Was nun den schamlosen, in die Scheuer gelegten Brief betrifft, so sagen etliche Ratsfreunde, dass die Frau, von ihnen befragt, weder bekennen noch ganz beharrlich leugnen will, dass sie den Brief selber geschrieben und in die Scheuer gelegt habe, dass sie sich also darin etwas verdächtig zeigt. Jedoch ohne alle weiteren Vermutungen deswegen mit der Frau stracks zu einer peinlichen Frag zu schreiten, könnte der Verfasser zur Zeit noch nicht raten, da noch andere Mittel und Wege vorhanden sind, zu der Waret (= Wahrheit) zu kommen, welche zuvor vorgenommen werden sollen. Man kann sie nochmals gütlich fragen oder aber diesen Brief mit anderen von ihr geschriebenen Briefen vergleichen. Wenn sich ergeben sollte, dass die Anna diesen Brief tatsächlich geschrieben und in die Scheuer gelegt hat, so kann der Verfasser zu einer peinlichen Strafe doch zur Zeit mit nichten raten.
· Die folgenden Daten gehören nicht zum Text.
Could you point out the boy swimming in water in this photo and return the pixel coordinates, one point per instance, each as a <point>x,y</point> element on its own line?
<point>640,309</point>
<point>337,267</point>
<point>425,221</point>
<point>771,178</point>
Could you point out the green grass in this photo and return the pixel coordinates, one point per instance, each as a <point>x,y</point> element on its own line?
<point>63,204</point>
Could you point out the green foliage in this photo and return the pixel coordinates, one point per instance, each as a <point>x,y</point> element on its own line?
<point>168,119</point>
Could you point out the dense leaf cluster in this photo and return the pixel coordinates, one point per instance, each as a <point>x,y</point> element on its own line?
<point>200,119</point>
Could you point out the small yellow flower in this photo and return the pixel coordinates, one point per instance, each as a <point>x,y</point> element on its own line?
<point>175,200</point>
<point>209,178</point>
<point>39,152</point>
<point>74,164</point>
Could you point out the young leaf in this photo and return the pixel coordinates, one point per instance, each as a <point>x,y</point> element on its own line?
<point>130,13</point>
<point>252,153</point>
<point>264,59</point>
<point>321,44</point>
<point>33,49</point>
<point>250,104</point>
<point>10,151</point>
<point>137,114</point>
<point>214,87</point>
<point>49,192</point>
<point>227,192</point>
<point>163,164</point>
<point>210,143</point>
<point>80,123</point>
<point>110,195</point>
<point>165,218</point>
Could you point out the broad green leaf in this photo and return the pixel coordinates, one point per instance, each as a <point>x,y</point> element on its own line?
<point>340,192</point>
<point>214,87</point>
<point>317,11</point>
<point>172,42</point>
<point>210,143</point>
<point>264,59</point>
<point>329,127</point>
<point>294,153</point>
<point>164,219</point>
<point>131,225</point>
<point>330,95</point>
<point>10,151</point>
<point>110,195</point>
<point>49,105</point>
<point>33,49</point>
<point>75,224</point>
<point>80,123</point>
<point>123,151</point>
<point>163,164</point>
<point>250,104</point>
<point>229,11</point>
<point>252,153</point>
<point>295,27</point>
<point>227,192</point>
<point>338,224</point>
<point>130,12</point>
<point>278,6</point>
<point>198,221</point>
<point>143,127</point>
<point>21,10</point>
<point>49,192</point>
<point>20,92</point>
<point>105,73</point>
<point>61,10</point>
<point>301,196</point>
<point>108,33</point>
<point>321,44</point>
Denn es ist ganz und gar ungewiss, in welcher Absicht die Brau den Brief geschrieben hat, ob sie dadurch einen Totschlag verursachen wollte. Es ist mehr zu glauben, dass sie ihn als eine törichte Brau aus Unverstand geschrieben hat oder hat schreiben lassen. Nun wollen aber die Rechte, dass jede Sache so angesehen werden soll, in welcher Absicht sie geschieht. Gesetzt, die Brau hätte den Brief geschrieben, um damit Mein und Mord anzurichten, es wäre aber nichts dergleichen daraus erfolgt, so könnte sie doch nicht gestraft werden, als wäre die Tat schon vollbracht. Das ist die von der Mehrzahl der Rechtsgelehrten anerkannte Regel. Ferner haben zur Zeit weder Bartle Memmeller noch seine Hausfrau gegen die Anna Fries +) eine bürgerliche oder peinliche Klage angestellt. Auch hat Onoffrius selber bisher nicht ausgesagt, dass seine Hausfrau diesen Brief geschrieben habe.
So ist auf die Frage, ob beide Ehegemächte (= Ehegatten) bürgerlich an Geld gestraft werden können, leicht zu antworten. Wie Onoffrius zur Zeit noch keineswegs, so kann seine Hausfrau mit gutem Fug auch nicht peinlich gefragt oder gestraft werden. Sie können aber nach Ermessen des Rats an Geld und Gut gestraft werden, vornehmlich die Frau wegen der hochsträflichen Bezichtigung ihres Ehemanns, für die sie doch nicht das geringste beigebracht hat, sowie wegen des schamlosen Briefes, falls sie ihn in die Scheuer gelegt hat oder legen liess. Denn ihn zu schreiben, steht einer ehrliebenden, schamhaften Frau sehr übel an, auch wenn es die Wahrheit wäre. Auch dem Lieber kann eine ziemliche (= angemessene) und geringere Geldstraf auferlegt werden, weil er gegen seine Hausfrau auch etliche ungebührliche Beschuldigungen vorgebracht und nicht genugsam erwiesen hat. Ausserdem ist er gegen des Rats Verbot und sein gegebenes Wort unbedacht verritten. Nach Erwägung aller Umstände wird der Rat aus eigenem Verstand, womit ihn Gott der Allmächtige begabt hat, sich in dieser Sache zu verhalten wissen.

Archivaliensignatur
A 2 e (Urfehden u.a.) Nr. A 2 e (Urfehden u.a.) Nr. 7467
Formalbeschreibung
Beschreibstoff: Pap.
Sonstige Erschließungsangaben
Bemerkungen: +) Wieso Anna Fries? Sie heisst doch sonst Anna Schenkel.
Das Schriftstück trägt weder Datum noch Anrede noch Unterschrift, ist also ohne Zweifel eine Abschrift.

Genetisches Stadium: Kop.

Kontext
Reichsstädtische Urkunden und Akten (Bde. 19, 21-22, 26) >> Bd. 21 Urgichten
Bestand
A 2 e (Urfehden u.a.) Reichsstädtische Urkunden und Akten (Bde. 19, 21-22, 26)

Laufzeit
Wohl 1562 Juni (ohne Datum)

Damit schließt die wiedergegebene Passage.